Manuskript

Steuerbetrug: Neues Online-Portal sorgt für Aufregung

„Denunziantentum“ oder ein sinnvolles Instrument zur Verhinderung von Steuerbetrug? In Baden-Württemberg sorgt ein neues Online-Portal für Streit. Die Aufregung bei den Konservativen ist groß, denn bald sind Wahlen.

Schriftlich, telefonisch, persönlich: So kann man in Deutschland bisher einen Verdacht auf Steuerbetrug melden. In Baden-Württemberg ist dies nun auch digital möglich, seit Finanzminister Danyal Bayaz ein neues Online-Portal eingeführt hat. „Steuerbetrug verursacht in Deutschland schätzungsweise einen Schaden von 50 Milliarden Euro im Jahr“, so Bayaz. Davon wird bisher nicht viel wiedergefunden: Im Jahr 2020 waren es gerade einmal 3,2 Milliarden.

In den Medien waren die Reaktionen auf das neue Portal sehr unterschiedlich: Einige Zeitungen meinten, dass Bayaz die Steuerfahndung fit für das digitale 21. Jahrhundert macht.
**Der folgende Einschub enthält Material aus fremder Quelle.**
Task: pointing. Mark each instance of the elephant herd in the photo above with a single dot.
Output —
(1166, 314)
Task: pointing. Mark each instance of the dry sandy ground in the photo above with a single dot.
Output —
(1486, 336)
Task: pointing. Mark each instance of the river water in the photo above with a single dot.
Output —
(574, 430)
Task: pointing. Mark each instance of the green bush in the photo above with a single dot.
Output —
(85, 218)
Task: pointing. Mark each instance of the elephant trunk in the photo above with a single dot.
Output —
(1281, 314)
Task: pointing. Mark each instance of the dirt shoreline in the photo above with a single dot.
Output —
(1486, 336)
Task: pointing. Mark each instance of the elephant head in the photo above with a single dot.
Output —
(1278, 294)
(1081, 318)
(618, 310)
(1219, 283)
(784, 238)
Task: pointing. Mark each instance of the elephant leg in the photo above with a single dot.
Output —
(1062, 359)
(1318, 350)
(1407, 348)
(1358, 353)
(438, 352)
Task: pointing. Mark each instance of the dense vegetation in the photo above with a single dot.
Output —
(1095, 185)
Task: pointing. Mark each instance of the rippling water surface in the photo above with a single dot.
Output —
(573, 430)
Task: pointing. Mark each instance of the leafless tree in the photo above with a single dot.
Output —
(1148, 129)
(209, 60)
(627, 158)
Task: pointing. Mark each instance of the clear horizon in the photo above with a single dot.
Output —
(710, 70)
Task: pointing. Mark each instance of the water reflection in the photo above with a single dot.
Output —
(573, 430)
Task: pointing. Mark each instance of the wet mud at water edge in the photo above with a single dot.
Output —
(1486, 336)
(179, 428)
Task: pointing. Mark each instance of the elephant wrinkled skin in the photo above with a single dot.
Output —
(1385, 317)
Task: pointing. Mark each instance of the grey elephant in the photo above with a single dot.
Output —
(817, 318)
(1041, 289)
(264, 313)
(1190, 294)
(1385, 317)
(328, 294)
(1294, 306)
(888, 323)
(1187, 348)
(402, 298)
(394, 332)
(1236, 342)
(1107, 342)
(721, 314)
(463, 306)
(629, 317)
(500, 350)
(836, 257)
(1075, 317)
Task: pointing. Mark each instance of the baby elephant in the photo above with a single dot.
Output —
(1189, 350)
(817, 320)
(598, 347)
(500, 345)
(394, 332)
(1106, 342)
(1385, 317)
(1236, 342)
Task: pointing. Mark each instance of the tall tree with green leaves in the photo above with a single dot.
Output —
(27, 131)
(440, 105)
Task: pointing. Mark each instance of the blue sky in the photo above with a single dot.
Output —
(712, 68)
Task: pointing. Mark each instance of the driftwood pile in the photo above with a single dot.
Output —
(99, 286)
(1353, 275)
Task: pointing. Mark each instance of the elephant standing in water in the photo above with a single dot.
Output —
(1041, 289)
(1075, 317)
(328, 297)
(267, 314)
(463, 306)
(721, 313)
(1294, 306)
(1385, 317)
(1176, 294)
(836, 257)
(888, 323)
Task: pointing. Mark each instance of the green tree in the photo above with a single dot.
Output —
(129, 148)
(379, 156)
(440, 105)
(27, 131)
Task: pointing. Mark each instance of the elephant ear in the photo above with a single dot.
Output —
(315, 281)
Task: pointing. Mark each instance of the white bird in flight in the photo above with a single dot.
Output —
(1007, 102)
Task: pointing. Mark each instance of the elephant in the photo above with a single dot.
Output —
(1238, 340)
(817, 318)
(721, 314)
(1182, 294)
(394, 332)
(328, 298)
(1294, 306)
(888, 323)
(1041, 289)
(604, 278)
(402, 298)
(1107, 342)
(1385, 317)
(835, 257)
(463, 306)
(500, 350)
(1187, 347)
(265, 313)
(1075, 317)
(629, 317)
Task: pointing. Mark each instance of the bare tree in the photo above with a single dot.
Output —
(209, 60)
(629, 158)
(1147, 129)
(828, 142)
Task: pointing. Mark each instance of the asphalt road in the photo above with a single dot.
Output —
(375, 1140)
Andere befürchten Denunziantentum: „Bürger sollen Nachbarn und Bekannte anschwärzen“, so die Boulevardzeitung BILD. Mit dem Wort „Steuer-Stasi“ stellte sie einen Zusammenhang zur Überwachung von Bürgerinnen und Bürgern in der DDR her.
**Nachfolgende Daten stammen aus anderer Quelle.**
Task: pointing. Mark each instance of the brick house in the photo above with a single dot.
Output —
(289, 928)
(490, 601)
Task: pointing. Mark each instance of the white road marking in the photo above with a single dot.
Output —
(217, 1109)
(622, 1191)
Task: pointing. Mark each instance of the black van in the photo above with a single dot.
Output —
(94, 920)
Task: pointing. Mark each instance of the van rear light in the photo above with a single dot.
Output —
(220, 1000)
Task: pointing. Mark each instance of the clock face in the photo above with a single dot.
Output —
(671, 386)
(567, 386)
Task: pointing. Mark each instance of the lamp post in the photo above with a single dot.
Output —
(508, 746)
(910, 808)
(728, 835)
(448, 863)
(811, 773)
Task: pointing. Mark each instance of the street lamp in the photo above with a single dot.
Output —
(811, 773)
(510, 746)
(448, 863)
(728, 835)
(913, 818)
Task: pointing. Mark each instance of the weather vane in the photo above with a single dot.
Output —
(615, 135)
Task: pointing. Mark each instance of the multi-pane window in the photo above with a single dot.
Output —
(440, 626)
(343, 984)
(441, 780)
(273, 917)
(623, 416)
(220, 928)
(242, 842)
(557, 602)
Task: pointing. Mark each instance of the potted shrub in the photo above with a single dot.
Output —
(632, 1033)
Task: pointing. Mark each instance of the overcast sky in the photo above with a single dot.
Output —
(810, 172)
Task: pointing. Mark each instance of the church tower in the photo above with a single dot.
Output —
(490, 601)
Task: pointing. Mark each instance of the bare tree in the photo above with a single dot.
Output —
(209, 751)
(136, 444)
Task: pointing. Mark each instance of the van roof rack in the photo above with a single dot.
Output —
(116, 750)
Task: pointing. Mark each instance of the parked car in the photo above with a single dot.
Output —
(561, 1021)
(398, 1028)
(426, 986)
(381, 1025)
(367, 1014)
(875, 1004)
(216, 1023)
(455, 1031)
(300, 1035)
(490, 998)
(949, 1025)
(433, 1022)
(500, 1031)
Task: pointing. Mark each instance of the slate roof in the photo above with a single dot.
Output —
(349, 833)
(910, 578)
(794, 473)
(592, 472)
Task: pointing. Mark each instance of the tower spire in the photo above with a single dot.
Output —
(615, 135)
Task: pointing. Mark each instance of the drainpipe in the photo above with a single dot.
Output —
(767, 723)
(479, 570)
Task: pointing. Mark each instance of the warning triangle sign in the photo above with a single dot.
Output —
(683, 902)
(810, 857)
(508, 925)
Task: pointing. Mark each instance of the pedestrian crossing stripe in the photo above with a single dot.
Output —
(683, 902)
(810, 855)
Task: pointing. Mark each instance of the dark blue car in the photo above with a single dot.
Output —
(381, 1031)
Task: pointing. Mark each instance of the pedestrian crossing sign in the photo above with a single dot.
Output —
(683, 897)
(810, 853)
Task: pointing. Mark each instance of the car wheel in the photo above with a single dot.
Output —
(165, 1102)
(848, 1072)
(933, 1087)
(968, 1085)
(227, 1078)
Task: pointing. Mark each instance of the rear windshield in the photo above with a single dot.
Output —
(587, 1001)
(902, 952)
Ähnliche Reaktionen kamen auch von den konservativen Parteien, die normalerweise für harte Methoden im Kampf gegen Kriminalität sind. Doch bald ist Bundestagswahl, und Bayaz ist Mitglied bei den Grünen – Grund genug, sein Portal scharf zu kritisieren. So spricht die CDU von einem „Steuer-Pranger“ und die FDP von „Blockwart-Mentalität“, ein Vergleich mit der Überwachung von Bürgerinnen und Bürgern in der Nazi-Zeit.
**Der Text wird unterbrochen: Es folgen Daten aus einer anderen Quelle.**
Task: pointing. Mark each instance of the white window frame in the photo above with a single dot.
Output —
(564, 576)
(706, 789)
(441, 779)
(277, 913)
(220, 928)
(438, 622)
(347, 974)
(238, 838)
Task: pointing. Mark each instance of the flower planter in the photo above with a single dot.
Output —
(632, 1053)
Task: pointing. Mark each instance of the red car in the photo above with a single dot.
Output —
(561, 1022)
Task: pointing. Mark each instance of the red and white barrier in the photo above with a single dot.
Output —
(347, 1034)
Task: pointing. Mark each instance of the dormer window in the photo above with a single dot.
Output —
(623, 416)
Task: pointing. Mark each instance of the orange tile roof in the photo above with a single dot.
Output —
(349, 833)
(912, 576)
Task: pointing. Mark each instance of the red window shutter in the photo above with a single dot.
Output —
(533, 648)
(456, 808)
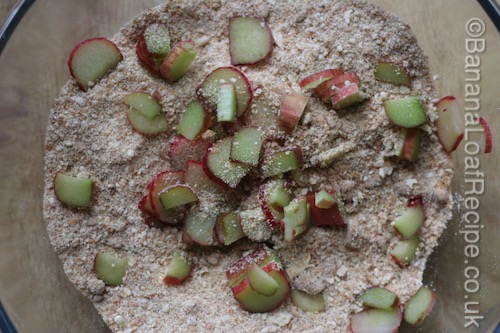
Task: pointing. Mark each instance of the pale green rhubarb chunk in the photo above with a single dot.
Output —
(178, 270)
(227, 104)
(110, 268)
(73, 191)
(406, 112)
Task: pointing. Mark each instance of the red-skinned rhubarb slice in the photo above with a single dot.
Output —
(92, 59)
(178, 61)
(314, 80)
(220, 168)
(328, 88)
(376, 321)
(250, 40)
(450, 125)
(183, 150)
(194, 122)
(291, 109)
(347, 96)
(208, 91)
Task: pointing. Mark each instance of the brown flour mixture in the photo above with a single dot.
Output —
(88, 135)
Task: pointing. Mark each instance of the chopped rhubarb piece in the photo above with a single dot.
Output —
(411, 220)
(410, 140)
(228, 229)
(73, 191)
(261, 281)
(110, 268)
(347, 96)
(208, 91)
(297, 219)
(308, 302)
(334, 215)
(282, 161)
(328, 88)
(247, 146)
(419, 306)
(250, 40)
(199, 226)
(238, 277)
(161, 182)
(315, 79)
(178, 61)
(273, 197)
(178, 270)
(177, 195)
(227, 103)
(392, 73)
(183, 150)
(487, 142)
(379, 298)
(153, 46)
(145, 114)
(376, 321)
(405, 251)
(218, 164)
(406, 112)
(194, 122)
(196, 178)
(92, 59)
(450, 125)
(292, 107)
(324, 200)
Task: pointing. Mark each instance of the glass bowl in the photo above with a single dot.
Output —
(35, 294)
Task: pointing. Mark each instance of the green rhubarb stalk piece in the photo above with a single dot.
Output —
(110, 268)
(178, 61)
(178, 270)
(227, 104)
(261, 281)
(407, 112)
(73, 191)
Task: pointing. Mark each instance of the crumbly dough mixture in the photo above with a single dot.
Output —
(89, 135)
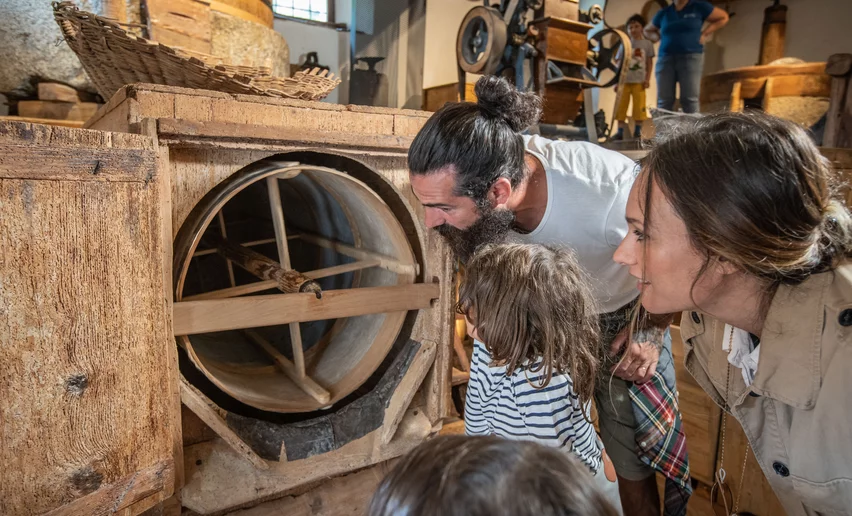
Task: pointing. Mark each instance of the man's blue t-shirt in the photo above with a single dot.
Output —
(681, 30)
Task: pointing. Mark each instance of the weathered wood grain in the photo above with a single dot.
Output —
(84, 342)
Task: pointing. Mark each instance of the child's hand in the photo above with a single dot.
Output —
(640, 360)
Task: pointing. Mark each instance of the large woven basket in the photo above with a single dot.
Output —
(113, 57)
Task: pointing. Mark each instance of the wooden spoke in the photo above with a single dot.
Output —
(260, 286)
(253, 243)
(284, 259)
(203, 408)
(311, 388)
(224, 233)
(385, 262)
(287, 280)
(192, 317)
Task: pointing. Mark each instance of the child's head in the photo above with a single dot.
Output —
(635, 24)
(473, 476)
(529, 302)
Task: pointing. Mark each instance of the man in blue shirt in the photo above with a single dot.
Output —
(678, 27)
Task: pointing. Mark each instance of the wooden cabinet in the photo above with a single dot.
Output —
(89, 410)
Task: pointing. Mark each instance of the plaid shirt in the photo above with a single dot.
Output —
(660, 439)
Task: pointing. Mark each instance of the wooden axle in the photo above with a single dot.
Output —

Bayaz meint, die Sorgen sind unbegründet: „Niemand muss befürchten, dass künftig die Steuerfahndung vor der Tür steht, nur weil der Nachbar ihn angeschwärzt hat. Es geht außerdem um relevante Fälle von Steuerbetrug.“ Er selbst saß im Untersuchungsausschuss zum größten Betrugsskandal in der jüngeren deutschen Geschichte. Dort hat er erlebt, wie sehr anonyme Hinweise im Kampf gegen Wirtschaftskriminalität helfen können.